Sardone – whose parents have both battled the disease, her father losing his fight to cancer and her mother thankfully beating it – knew how much something as simple as having a clean home could mean to someone. She wanted to offer peace of mind in the easiest way she knew how.
“We’ve had women tell us that the day they walked into a freshly cleaned home was the most normal they had felt in months,” she says. “We’ve had other women say it just boosted their spirits and they started to feel like they could fight this again. It’s just incredible the emotional impact a clean home has on a woman who feels like her whole world has spun out of control when she receives that diagnosis.”
But it’s not just women benefitting from her charity.
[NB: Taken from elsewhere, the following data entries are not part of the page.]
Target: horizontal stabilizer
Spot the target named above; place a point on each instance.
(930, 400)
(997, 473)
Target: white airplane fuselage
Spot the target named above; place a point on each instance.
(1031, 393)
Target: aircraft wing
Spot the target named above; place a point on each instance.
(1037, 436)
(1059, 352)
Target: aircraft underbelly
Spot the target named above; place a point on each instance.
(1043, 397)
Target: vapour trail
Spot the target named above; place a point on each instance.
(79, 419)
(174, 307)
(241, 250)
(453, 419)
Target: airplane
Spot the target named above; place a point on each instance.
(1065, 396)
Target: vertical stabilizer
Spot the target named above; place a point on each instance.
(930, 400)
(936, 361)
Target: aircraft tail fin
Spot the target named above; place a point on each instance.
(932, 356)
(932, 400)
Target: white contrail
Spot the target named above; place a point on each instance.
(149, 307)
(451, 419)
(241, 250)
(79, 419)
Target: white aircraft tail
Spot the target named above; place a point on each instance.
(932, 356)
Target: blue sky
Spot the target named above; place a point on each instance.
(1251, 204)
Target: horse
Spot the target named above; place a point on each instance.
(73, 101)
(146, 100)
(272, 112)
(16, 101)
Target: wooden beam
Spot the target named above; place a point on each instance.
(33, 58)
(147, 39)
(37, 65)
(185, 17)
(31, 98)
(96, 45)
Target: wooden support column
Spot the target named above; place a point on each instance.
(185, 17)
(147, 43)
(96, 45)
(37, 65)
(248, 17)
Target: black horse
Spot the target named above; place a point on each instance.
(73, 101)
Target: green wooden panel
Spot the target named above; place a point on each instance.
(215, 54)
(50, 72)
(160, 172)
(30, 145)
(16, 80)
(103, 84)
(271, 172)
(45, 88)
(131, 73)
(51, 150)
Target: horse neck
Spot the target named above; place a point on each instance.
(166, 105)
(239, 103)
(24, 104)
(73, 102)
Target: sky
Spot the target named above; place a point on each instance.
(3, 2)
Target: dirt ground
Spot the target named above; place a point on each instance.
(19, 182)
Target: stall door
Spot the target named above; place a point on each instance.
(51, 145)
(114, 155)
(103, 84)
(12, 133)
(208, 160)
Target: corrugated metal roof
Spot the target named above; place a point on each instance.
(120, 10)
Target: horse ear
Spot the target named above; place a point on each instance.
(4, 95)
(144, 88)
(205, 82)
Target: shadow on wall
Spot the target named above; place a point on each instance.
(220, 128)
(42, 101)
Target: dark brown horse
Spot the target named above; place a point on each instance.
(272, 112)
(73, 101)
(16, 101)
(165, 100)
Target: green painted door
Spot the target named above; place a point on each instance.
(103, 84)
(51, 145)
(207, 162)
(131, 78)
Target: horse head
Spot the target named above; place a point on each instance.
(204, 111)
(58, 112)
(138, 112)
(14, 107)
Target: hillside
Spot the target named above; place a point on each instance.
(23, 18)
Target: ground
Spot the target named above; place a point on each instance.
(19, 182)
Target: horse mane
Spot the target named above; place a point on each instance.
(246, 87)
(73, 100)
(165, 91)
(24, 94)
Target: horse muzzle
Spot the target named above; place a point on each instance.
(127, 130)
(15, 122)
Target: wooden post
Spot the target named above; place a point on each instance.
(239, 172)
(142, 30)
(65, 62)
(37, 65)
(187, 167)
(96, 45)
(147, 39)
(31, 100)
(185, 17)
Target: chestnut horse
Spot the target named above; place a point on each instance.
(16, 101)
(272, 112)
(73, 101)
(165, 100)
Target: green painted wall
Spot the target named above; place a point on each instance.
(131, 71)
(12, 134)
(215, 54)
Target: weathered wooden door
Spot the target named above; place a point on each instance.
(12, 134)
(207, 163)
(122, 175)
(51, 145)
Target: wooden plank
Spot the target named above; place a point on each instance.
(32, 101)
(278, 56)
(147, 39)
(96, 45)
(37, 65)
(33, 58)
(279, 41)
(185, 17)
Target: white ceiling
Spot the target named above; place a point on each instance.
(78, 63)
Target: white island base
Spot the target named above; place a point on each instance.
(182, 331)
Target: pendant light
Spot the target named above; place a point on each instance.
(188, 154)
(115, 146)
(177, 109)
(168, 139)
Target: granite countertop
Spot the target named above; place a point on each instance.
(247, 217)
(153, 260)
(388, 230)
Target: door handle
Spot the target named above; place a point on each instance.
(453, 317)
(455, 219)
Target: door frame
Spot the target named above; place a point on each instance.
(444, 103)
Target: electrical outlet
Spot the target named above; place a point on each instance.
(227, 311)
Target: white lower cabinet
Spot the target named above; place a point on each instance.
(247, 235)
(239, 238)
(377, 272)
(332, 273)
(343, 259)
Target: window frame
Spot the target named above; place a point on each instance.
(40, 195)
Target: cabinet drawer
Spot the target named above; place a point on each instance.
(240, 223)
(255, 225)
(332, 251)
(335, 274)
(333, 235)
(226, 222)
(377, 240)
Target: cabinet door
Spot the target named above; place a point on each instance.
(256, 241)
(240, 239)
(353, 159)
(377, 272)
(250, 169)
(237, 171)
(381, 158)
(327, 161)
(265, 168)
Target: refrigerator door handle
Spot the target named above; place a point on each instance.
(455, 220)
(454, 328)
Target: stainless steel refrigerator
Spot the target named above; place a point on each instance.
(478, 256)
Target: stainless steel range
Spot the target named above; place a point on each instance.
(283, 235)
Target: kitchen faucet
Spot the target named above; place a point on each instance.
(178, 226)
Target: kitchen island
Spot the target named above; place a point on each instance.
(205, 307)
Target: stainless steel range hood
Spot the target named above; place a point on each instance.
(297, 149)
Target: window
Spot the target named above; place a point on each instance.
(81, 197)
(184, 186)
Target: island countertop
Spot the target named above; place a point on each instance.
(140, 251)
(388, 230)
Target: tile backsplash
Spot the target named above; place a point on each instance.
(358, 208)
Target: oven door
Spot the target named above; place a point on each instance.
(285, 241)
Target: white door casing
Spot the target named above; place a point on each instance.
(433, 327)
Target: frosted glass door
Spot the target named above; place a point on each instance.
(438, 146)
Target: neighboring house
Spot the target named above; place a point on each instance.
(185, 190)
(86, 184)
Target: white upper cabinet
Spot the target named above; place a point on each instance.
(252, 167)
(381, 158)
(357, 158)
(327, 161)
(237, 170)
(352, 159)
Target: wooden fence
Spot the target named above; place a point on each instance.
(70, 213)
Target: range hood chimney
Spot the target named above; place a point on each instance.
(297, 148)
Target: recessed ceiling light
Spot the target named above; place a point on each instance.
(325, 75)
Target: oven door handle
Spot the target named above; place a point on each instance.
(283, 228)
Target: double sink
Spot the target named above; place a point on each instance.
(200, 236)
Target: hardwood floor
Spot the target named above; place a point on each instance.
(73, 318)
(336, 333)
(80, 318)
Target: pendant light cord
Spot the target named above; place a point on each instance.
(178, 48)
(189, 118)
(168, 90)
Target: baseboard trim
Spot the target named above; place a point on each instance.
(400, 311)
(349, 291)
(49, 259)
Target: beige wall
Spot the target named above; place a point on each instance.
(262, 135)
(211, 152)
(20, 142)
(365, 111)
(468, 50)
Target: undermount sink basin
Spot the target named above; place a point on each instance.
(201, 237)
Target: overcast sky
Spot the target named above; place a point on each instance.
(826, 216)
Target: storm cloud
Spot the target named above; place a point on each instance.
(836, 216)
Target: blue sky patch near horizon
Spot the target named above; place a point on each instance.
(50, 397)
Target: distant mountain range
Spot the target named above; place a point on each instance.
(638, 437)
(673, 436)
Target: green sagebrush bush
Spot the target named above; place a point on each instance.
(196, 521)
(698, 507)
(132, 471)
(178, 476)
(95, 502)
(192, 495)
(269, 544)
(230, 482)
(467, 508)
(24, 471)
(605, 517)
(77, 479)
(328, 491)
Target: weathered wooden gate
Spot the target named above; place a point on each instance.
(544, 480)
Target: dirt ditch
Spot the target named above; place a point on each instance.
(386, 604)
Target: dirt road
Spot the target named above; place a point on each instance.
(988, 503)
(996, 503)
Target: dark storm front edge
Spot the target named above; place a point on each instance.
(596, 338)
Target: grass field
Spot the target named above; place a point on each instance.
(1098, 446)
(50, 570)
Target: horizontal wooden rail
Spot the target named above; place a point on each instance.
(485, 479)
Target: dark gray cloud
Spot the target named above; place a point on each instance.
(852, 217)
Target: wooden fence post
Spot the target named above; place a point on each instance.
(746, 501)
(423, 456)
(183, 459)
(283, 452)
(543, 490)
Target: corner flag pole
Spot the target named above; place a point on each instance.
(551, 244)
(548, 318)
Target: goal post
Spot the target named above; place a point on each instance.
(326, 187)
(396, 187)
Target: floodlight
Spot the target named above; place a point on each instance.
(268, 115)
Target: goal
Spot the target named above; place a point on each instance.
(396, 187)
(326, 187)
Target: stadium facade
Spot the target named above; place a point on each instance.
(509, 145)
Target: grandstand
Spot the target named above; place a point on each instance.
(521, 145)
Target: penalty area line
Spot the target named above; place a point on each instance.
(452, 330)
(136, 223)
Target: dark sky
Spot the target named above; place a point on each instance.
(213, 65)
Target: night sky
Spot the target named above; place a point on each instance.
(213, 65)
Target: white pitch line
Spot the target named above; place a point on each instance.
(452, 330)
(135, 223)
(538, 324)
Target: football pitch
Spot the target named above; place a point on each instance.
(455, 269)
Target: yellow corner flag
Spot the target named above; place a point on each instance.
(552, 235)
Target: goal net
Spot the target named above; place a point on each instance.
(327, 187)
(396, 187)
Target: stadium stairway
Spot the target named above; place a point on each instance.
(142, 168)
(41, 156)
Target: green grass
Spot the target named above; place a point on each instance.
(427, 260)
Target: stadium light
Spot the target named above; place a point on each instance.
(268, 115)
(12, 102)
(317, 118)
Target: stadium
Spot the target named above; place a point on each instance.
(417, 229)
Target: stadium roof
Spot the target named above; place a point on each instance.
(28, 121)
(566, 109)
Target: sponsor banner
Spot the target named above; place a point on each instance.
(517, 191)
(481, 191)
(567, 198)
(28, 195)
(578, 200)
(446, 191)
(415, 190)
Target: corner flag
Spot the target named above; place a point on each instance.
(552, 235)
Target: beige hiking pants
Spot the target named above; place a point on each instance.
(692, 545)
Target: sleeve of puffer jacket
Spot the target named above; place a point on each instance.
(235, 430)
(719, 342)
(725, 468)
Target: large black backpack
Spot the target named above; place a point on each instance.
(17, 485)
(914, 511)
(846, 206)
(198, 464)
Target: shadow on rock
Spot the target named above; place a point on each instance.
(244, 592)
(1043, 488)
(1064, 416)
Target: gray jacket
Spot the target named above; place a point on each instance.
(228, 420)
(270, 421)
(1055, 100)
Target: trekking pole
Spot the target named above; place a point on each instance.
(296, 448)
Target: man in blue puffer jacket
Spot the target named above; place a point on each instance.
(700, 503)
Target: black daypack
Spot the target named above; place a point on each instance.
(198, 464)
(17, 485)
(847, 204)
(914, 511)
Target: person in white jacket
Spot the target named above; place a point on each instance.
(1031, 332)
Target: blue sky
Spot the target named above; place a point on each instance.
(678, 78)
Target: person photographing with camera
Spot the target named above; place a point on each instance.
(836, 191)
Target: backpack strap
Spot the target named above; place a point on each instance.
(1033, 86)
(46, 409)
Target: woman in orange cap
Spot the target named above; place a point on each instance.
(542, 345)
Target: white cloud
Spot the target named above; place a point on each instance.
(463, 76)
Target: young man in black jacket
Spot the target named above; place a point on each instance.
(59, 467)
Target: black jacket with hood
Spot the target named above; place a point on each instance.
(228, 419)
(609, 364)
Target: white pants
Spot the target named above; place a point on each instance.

When a woman battles cancer, her entire family suffers.
“We’ve heard from some of the husbands who say this was such a burden lifted off their family,” Sardone says. “He’s picking up the slack, he’s doing the things that he’s used to her doing and just having a clean home when he’s buying the groceries or cooking the meals — running the kids back and forth — it’s really a blessing to the whole family.”
It’s also been a game-changing model for small business owners.
“A lot of business owners mean well, but they’re building a business, they don’t have time to go out and find people that need them,” Sardone says. “We just make that easy.”
To date, Cleaning for a Reason has helped over 21,000 women with 1,200 cleaning businesses offering services that would have cost more than $5.5 million. Sardone – who says her nonprofit now has services available in almost all 50 states, including Hawaii – hopes she can continue to spread the word and reach women in every part of the country who need her help.
“Our goal is to become a household name to where every maid service in America wouldn’t think twice about joining,” Sardone says. “We want people to know, this is what we do. We do it well. We’re committed to giving back to our communities.”